To paraphrase, Jones warns that this sort of deficit spending by the state makes it appear the state can basically “create money out of nothing”, i.e., to spend surplus value as revenue without producing it or deducting it from the profits of capital or indirectly squeezing it from the wages of the working class. This creates the illusion that government borrowing itself can create or add to the mass of surplus value or profits.
While I completely disagree with the part about Marx’s law being able to explain this and intend to show the opposite, I think Peter Jones is on to something very important here. What Jones is pointing to fits neatly in with Postone’s argument on the hollowing out of working society.

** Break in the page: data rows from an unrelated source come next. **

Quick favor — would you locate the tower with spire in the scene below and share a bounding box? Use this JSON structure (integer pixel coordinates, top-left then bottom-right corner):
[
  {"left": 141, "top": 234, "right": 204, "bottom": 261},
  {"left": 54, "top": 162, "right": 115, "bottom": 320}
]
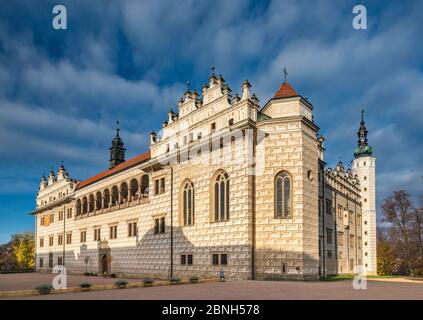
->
[
  {"left": 352, "top": 108, "right": 377, "bottom": 275},
  {"left": 109, "top": 121, "right": 126, "bottom": 169}
]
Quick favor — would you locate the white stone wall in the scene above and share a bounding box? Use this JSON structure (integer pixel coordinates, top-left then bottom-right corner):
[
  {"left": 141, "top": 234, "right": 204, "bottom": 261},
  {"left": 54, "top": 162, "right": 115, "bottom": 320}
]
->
[{"left": 353, "top": 157, "right": 377, "bottom": 275}]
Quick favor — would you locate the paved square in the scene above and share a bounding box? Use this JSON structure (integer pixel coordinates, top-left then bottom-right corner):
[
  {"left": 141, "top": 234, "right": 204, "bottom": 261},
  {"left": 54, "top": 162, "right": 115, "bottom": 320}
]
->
[
  {"left": 0, "top": 274, "right": 423, "bottom": 300},
  {"left": 0, "top": 272, "right": 134, "bottom": 291}
]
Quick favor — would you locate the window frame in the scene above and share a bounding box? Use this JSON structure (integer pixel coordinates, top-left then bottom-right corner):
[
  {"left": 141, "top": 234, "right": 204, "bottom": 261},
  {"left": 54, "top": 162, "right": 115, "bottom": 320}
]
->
[
  {"left": 210, "top": 169, "right": 231, "bottom": 223},
  {"left": 273, "top": 170, "right": 294, "bottom": 219}
]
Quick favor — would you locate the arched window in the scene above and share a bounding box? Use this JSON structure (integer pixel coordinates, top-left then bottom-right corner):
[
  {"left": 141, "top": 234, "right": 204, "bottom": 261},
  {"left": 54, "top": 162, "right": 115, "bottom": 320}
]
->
[
  {"left": 111, "top": 186, "right": 119, "bottom": 207},
  {"left": 140, "top": 174, "right": 149, "bottom": 198},
  {"left": 129, "top": 179, "right": 138, "bottom": 201},
  {"left": 181, "top": 181, "right": 194, "bottom": 226},
  {"left": 212, "top": 171, "right": 229, "bottom": 221},
  {"left": 82, "top": 197, "right": 88, "bottom": 214},
  {"left": 103, "top": 189, "right": 110, "bottom": 209},
  {"left": 120, "top": 182, "right": 128, "bottom": 203},
  {"left": 95, "top": 191, "right": 102, "bottom": 210},
  {"left": 88, "top": 194, "right": 94, "bottom": 212},
  {"left": 76, "top": 199, "right": 81, "bottom": 216},
  {"left": 275, "top": 171, "right": 292, "bottom": 218}
]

I love that picture of Gingrich and Clinton at the top of this post, because it confirms Jones argument beyond the fondest wishes of any Marxist economist. If deficits are being used to prop up the rate of profit, a Marxist economist might ask, what would happen if the deficits went away?
Jones might argue that the rate of profit would fall. And the orthodox response to that suggestion would be that if the rate of profit fell, this would produce a huge crisis — an economic contraction, a depression.
So is Jones right about deficits and the rate of profit?
The Clinton-Gingrich deal in 1997 answered that question pretty conclusively.
Even before the deal was finally signed, the dollar began to strengthen and the Asia crisis exploded.
The contagion swept Thailand, Indonesia, South Korea, Philippines, Mainland China, Hong Kong, Malaysia, Mongolia, Singapore and Japan, because many of these countries had pegged their currencies to the dollar.
The next round of currency crises hit Russia, Brazil and Argentina.
And when a currency crisis hit Russia, it helped bring down Long-Term Capital Management, a hedge fund run by a couple of Nobel laureate simpletons, who decided to put their vast knowledge of economics to work feathering their nests and in the process almost caused the collapse of the entire U.S. financial system.
Then the chickens came home to roost, when the dotcom bubble burst.
By 2002, the Federal Reserve and just about everyone else was talking about imminent deflation and the zero lower bound on monetary policy.
The Clinton-Gingrich deal and its aftermath confirmed that not only are the fascists using deficit spending to prop up the rate of profit, as the charts below shows, when the fascists finally got second thoughts about the implications of this behavior and tried to balance the budget, as during the Clinton administration …
… the United States national capital almost immediately rolled over like a sinking garbage scow into the third depression in the last 90 years — a depression that has, so far, lasted 20 years:
Oh, you didn’t know we have been in a depression since 2000?
It’s not just you. A lot of dumb Marxists, like Andrew Kliman, have been arguing on behalf of the role of the falling rate of profit in crises and don’t realize we have been in a depression for precisely this reason for two decades. You are a member of a very big club.
Who knew it was as easy to fool poor dumb Marxists with valueless currency as it was to fool poor, historically doomed dirt farmers — even in the middle of a depression that has lasted two decades now?